How to achieve cost savings with this design

Let us reiterate what is so compelling about this design. Triton allows you to load multiple models into the memory (CPU or GPU, depending on what is being used) of the compute being used for model serving.

The Domino Model Endpoints are now mere proxies to the actual endpoints hosted in Triton inference servers. For models using expensive compute (GPU or large number of CPU’s for short bursts) it allows us to share these expensive compute nodes across multiple endpoints.

Compare that with the default where you have dedicated compute resources for each Domino endpoint. Endpoints are always running. Endpoints that are idle for large amounts of time, end up being wasteful from a cost perspective. This approach allows you to maximize the use of your compute nodes for model inference.

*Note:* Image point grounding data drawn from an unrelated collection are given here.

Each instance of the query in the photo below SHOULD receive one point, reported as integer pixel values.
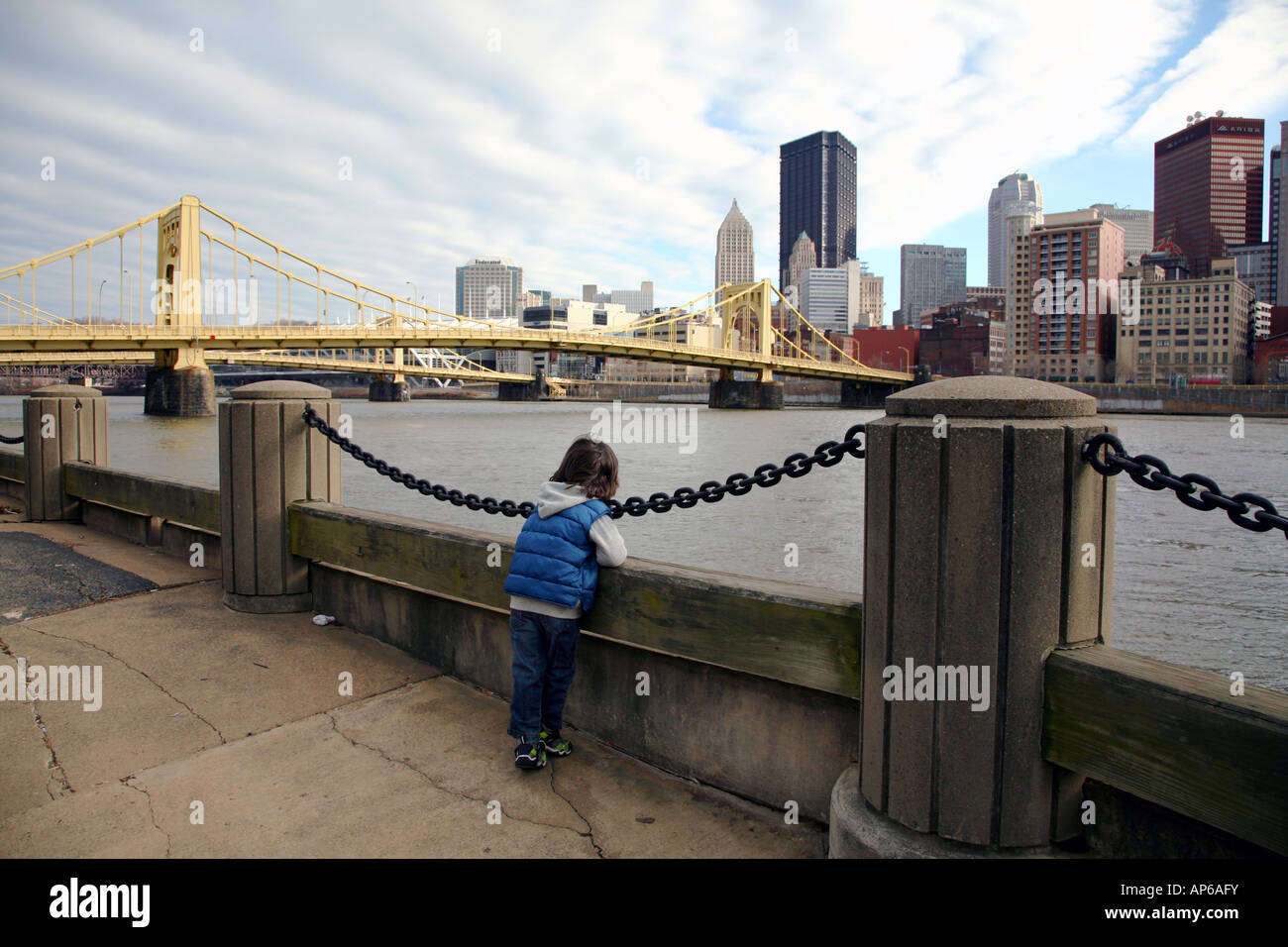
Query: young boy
(552, 582)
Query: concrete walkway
(240, 719)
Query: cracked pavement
(226, 735)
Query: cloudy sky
(597, 142)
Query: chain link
(1193, 489)
(827, 454)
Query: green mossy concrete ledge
(150, 496)
(12, 467)
(1172, 736)
(778, 630)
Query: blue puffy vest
(554, 558)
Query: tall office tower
(1253, 264)
(1137, 228)
(824, 296)
(1209, 180)
(1072, 335)
(634, 300)
(1192, 329)
(816, 193)
(1276, 180)
(489, 287)
(867, 295)
(1018, 291)
(803, 260)
(735, 260)
(1014, 193)
(930, 275)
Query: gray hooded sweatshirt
(609, 548)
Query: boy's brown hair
(589, 464)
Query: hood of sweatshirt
(555, 496)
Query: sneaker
(529, 755)
(555, 745)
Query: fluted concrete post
(988, 543)
(59, 424)
(268, 459)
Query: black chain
(1209, 493)
(827, 454)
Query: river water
(1189, 586)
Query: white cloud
(596, 144)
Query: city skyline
(462, 145)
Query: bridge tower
(180, 382)
(393, 385)
(755, 300)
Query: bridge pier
(988, 544)
(857, 394)
(537, 389)
(389, 390)
(268, 459)
(767, 395)
(179, 392)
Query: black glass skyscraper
(816, 193)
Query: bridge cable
(828, 454)
(1211, 497)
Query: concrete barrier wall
(751, 686)
(1175, 737)
(149, 510)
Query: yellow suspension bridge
(205, 302)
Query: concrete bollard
(268, 459)
(988, 543)
(59, 424)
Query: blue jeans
(545, 660)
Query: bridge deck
(116, 338)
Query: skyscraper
(1068, 334)
(1137, 228)
(816, 195)
(1276, 224)
(1209, 182)
(735, 261)
(803, 260)
(1014, 193)
(930, 275)
(489, 287)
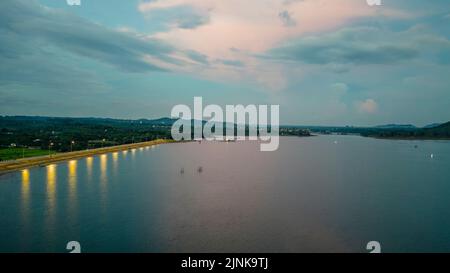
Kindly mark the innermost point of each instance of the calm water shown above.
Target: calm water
(325, 193)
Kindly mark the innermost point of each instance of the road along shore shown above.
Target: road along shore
(23, 163)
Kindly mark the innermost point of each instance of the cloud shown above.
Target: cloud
(362, 45)
(368, 106)
(236, 63)
(27, 26)
(340, 88)
(255, 25)
(287, 19)
(192, 21)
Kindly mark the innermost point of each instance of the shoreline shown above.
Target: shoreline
(23, 163)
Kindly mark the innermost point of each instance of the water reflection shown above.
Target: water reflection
(25, 194)
(103, 168)
(72, 177)
(51, 192)
(89, 167)
(115, 161)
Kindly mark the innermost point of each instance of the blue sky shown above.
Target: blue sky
(324, 62)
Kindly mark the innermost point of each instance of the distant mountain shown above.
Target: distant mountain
(441, 130)
(396, 126)
(433, 125)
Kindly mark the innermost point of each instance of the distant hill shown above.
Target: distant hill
(396, 126)
(441, 130)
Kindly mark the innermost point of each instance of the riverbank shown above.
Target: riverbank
(19, 164)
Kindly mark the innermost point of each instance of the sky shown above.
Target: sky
(325, 62)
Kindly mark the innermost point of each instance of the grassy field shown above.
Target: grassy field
(15, 153)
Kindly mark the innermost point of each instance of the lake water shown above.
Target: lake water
(316, 194)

How to make scaling decisions for Triton inference servers

A Triton inference server will host models. For the sake of this discussion, let us only focus on the server whose loading policy is to pre-load all models in memory (GPU or CPU, depending on the model configuration). For the server that allows models to be loaded and unloaded on demand, the same discussion applies with minor modifications.

There are two types of scaling:

Horizontal scaling - We scale out if we need to load balance a model invocations to multiple GPUs or multiple GPU partitions. When GPU memory usage is moderate but GPU compute utilization approaches saturation, add more GPUs. This will cause Triton to load multiple model instances across available GPUs, enabling concurrent inference and distributing the load.
Vertical scaling - Vertical scaling is needed when a model needs more GPU resources (GPU memory) to execute. If GPU memory is saturated but compute utilization is moderate, you should upgrade to a GPU with more memory or assign the model to a larger MIG partition. Alternatively, you can add additional GPUs and redistribute model instances across the expanded pool.